The value of data science has also raised questions about the strategic argument for freeing up more IT budget to expand a data science unit.

Opinion Mark Truswell

Enterprise sales director UK&I, Talend

Democratising access to data realises the value of that data immediately.

There are no technical blockers today to achieving the kinds of outcomes from data exploitation that utilities are now talking about as future ­scenarios. However, there are psychological blockers and entrenched, top down or “waterfall” approaches that make achieving the necessary transparency and accessibility of data very difficult.

For example, we are working with a large energy company that was struggling, with its current vendor, to get the value from data that it wants.
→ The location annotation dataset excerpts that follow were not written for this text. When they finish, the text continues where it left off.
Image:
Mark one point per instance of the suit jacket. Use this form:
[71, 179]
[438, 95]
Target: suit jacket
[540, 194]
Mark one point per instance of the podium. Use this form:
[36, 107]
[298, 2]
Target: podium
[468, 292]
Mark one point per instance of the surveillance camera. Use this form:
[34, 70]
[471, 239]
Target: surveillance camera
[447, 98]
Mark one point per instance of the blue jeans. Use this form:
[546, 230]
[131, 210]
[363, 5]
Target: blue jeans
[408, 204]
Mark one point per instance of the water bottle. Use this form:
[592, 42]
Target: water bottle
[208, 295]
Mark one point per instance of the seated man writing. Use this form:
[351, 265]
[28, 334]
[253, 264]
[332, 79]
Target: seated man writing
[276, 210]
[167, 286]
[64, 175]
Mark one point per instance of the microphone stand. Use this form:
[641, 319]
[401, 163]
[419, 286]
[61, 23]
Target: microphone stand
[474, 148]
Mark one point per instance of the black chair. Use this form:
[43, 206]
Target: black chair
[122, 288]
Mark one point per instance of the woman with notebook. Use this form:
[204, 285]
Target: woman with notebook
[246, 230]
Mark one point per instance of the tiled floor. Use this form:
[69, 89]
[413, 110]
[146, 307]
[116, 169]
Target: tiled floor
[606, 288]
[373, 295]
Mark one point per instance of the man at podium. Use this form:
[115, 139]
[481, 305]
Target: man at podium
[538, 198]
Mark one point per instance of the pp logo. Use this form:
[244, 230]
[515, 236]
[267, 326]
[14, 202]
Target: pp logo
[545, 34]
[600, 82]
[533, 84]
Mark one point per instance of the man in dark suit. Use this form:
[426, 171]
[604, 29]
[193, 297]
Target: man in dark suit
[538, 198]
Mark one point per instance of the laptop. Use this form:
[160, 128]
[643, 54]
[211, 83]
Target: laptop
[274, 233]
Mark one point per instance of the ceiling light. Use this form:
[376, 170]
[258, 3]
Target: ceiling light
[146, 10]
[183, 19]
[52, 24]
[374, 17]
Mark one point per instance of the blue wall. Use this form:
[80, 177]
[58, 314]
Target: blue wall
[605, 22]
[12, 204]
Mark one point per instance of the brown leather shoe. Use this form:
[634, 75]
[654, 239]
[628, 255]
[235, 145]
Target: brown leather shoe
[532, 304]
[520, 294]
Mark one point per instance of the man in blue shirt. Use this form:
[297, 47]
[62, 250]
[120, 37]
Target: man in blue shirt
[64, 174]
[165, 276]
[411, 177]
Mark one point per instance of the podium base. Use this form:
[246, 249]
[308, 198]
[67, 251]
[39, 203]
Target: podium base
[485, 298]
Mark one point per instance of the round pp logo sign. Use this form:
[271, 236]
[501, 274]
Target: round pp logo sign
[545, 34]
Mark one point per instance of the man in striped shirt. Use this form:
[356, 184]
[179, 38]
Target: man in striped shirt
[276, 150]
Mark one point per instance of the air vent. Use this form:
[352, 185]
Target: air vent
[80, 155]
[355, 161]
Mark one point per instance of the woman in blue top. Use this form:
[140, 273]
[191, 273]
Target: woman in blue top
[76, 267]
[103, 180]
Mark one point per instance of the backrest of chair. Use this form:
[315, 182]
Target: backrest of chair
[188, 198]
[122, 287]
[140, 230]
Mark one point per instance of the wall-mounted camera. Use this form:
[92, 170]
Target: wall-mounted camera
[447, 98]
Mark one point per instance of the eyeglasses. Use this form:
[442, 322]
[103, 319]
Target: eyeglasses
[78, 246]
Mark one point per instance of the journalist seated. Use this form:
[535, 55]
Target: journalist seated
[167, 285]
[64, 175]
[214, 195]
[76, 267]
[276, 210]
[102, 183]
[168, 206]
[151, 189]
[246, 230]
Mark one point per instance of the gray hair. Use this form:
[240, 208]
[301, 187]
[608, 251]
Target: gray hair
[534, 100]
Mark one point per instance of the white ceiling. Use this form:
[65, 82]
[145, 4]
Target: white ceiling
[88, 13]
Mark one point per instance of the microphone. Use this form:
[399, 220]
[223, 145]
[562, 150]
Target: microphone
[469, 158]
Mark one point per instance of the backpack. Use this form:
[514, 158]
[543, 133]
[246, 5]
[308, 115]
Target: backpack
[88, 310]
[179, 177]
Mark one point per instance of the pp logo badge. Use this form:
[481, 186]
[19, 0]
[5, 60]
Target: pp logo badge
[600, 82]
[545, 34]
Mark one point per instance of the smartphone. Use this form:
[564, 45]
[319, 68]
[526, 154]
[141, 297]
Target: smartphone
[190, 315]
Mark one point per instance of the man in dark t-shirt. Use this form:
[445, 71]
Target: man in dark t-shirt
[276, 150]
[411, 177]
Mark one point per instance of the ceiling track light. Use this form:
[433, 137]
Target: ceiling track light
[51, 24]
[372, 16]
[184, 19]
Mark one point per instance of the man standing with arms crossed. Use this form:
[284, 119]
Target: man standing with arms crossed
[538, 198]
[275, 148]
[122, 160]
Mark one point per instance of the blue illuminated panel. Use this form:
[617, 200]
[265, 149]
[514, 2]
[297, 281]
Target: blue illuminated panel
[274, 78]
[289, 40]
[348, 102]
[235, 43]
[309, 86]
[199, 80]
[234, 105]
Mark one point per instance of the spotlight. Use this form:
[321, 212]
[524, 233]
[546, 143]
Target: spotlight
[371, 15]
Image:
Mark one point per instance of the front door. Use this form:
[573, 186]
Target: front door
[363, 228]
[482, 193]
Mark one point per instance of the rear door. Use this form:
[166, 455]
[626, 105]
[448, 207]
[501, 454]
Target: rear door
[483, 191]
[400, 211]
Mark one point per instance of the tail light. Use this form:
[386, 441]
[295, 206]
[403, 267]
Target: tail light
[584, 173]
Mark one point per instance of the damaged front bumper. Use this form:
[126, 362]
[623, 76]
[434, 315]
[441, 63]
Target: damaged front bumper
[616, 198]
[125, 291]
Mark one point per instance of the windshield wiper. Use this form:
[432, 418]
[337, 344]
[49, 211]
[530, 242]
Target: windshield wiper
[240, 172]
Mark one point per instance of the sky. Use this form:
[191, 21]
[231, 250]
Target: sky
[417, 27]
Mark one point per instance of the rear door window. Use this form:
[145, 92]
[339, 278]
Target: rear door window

It has a centre of excellence in the IT function for data science, and it will raise exciting use cases which it puts project teams behind. But six months after a project launches and with £100,000 spent, they may only just get access to the data they need to act on. They wanted us to create a better technology solution to get that data to them faster and free up IT to work on the use cases.

Our proposal to them is simple. We can make data available through any existing interface they have – it doesn’t matter who the vendor is. What is key is that we can make data available to everyone, everywhere, in near real time and in a way that has strong governance and approvals.

By democratising access to the data and letting the business own the use cases, the value of data will be realised immediately. But that is a big leap of faith for many utilities today.

Also, crucially, when companies take this step, they must think carefully about data taxonomy. Too many times I’ve seen companies invest time and money into bringing data together and working on use cases, and they fall down because there is an argument between two or more stakeholders about the meaning of some small phrase which fundamentally skews their interpretation of the data.

When this happens, projects end up getting parked while teams work backwards to find out where data originally came from and so which interpretation of its meaning is correct. It’s a huge waste of time and resource – but it’s not a technology problem, it’s a lack of thought.

All the tooling exists to track the linear sources of data. All the tooling exists to support the necessary workflows and approvals of data. What is so often missing is attention to detail in labelling data or a willingness to think differently and openly about how data from one part of the organisation could be used and interpreted by another – or a third party.